You Can’t Just Stop Using Money
So… I was browsing “money news” this morning, like I usually do, and I saw this Dutch News article about a man who decided to stop using money:
When Mundo Resink (35) realised that money was holding him back in life, he chose a drastic solution: to live without it.
For eight months between 2015 and 2016, he made himself the subject of his experiment.
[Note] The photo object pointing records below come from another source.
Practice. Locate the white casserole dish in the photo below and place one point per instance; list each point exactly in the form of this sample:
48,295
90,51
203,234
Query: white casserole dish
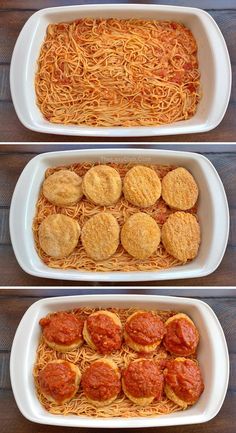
213,58
212,211
212,355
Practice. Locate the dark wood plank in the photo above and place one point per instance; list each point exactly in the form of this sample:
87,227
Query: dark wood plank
4,227
26,4
11,24
5,94
35,148
13,308
5,382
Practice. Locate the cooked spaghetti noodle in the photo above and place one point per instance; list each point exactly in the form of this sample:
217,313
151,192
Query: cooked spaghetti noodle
110,72
122,406
121,260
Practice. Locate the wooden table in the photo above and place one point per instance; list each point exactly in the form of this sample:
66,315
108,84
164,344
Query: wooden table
14,158
15,303
13,15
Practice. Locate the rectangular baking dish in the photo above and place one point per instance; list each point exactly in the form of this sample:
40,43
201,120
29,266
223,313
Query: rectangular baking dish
212,354
213,58
213,213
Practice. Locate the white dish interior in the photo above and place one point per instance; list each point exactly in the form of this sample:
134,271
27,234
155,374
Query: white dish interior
215,74
212,356
212,211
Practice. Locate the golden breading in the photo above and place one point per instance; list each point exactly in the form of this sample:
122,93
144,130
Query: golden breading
181,236
140,235
78,375
58,235
138,347
100,236
142,186
179,189
63,188
102,185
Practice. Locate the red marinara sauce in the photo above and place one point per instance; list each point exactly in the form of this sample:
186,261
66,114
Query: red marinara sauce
145,328
144,378
105,334
100,382
184,378
57,381
181,337
62,328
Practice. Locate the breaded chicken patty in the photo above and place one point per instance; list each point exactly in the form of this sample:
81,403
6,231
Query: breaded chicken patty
142,186
140,235
179,189
63,188
100,236
58,235
181,236
102,185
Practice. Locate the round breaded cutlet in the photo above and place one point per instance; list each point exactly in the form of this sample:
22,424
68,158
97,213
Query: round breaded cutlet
58,235
104,331
63,188
100,236
145,379
142,186
185,381
101,382
54,383
102,185
140,235
179,189
181,236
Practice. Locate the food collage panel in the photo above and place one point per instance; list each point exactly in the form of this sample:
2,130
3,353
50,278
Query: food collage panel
117,216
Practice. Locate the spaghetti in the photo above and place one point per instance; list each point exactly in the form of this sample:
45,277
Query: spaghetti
83,357
121,260
110,72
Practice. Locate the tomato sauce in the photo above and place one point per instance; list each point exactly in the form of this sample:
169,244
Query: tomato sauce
62,328
57,381
100,382
181,337
185,379
145,328
144,379
105,334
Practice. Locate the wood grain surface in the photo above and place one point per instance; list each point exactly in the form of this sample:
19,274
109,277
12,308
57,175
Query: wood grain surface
14,303
14,158
14,14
He travelled across Scotland and Portugal ‘and all the countries in between’, hitchhiking, volunteering and knocking on doors, until a sudden decline in his father’s health brought him back to Amsterdam, where he continued the project until he felt the experiment was over.
Whenever I read about experiments like these — and there are many — I always want to scream “BUT YOU’RE LIVING ON OTHER PEOPLE’S MONEY!” You can’t say “I gave up money and discovered that there were all kinds of wonderful people who would offer me food and shelter” without noting, at least on some level, that they bought that food and shelter with money. All those generous people can give you a place to sleep because, at some point in their lives, they paid for a couch — or a house large enough to have a spare bedroom.
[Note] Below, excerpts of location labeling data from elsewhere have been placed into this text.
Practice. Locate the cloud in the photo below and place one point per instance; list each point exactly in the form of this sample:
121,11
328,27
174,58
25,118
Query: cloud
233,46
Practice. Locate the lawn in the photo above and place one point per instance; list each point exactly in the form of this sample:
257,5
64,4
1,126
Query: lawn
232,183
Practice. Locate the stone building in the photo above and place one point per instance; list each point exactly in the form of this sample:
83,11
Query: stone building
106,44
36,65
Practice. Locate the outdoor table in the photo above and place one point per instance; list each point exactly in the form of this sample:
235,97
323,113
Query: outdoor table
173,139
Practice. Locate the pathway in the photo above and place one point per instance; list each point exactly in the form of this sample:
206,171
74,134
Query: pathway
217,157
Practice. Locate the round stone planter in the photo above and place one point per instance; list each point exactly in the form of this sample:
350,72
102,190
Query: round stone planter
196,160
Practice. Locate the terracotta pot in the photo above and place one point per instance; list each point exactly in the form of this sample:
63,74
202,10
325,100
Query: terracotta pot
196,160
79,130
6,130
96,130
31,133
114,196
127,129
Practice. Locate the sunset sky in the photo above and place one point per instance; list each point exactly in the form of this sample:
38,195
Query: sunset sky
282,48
Even intentional communities, where a group of people commit to growing their own food and taking care of their own basic needs, require money to get started; if you read Mark Sundeen’s The Unsettlers after our Billfold Book Review, you might remember just how much cash it took for that La Plata intentional community to get off the ground and back to the land. The whole reason the community ended up in La Plata, Missouri was because the family who founded it couldn’t afford to purchase real estate in Oregon.
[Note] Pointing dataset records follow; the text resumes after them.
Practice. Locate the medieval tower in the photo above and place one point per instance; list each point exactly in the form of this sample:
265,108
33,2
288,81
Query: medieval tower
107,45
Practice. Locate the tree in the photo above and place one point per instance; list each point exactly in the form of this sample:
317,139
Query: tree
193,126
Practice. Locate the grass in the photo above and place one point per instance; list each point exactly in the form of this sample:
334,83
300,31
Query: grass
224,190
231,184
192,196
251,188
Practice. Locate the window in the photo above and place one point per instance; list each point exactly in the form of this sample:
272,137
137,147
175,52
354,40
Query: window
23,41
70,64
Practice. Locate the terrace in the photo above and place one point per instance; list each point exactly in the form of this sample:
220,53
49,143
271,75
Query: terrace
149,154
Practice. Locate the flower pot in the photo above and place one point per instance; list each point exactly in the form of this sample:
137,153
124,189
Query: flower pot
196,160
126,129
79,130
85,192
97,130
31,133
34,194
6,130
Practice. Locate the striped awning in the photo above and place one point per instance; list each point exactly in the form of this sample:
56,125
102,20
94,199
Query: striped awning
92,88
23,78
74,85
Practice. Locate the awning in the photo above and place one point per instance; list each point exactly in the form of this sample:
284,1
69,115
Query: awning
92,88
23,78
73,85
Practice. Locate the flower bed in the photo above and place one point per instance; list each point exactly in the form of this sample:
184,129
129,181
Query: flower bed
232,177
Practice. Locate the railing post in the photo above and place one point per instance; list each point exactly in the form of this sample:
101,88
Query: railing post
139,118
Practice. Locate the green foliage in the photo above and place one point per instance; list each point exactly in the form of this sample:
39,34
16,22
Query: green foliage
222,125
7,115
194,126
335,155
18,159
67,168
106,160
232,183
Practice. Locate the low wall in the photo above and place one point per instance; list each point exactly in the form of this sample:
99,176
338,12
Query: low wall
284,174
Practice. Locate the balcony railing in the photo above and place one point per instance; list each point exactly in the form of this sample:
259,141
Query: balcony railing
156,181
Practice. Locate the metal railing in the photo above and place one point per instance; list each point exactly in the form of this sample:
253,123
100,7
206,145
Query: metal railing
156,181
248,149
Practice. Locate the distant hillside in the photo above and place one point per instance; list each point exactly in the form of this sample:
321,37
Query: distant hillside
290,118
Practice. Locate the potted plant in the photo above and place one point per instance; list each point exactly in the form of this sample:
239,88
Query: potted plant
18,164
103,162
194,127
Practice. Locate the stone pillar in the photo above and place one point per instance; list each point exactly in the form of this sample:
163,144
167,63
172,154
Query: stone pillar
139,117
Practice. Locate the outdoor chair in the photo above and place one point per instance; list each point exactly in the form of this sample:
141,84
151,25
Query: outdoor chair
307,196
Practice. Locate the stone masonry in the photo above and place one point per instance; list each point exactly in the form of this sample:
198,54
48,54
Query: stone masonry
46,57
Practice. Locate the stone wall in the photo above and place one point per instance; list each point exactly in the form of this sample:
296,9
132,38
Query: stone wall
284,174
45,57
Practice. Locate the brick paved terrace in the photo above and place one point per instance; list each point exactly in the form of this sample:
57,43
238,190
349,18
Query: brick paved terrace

I know I’m getting a little ranty, but this is a particular pet peeve of mine. You don’t get to opt out of money by borrowing items that other people have purchased with money. Call it an experiment in human connection or a study in vulnerability or a return to the barter system, but don’t frame it as “I’ve figured out how to live without money” because… you haven’t. Someone paid for that meal you’re eating.
When you visit Resink’s website, you learn that his experiment taught him how to move “beyond limiting beliefs like ‘but I have to make money’.” That statement isn’t necessarily false; part of what makes a family or a community work, for example, is the implicit promise that people will take turns supporting each other. But we haven’t gotten to the point where people don’t have to earn money.
Maybe once the whole Basic Income movement takes off, but not yet.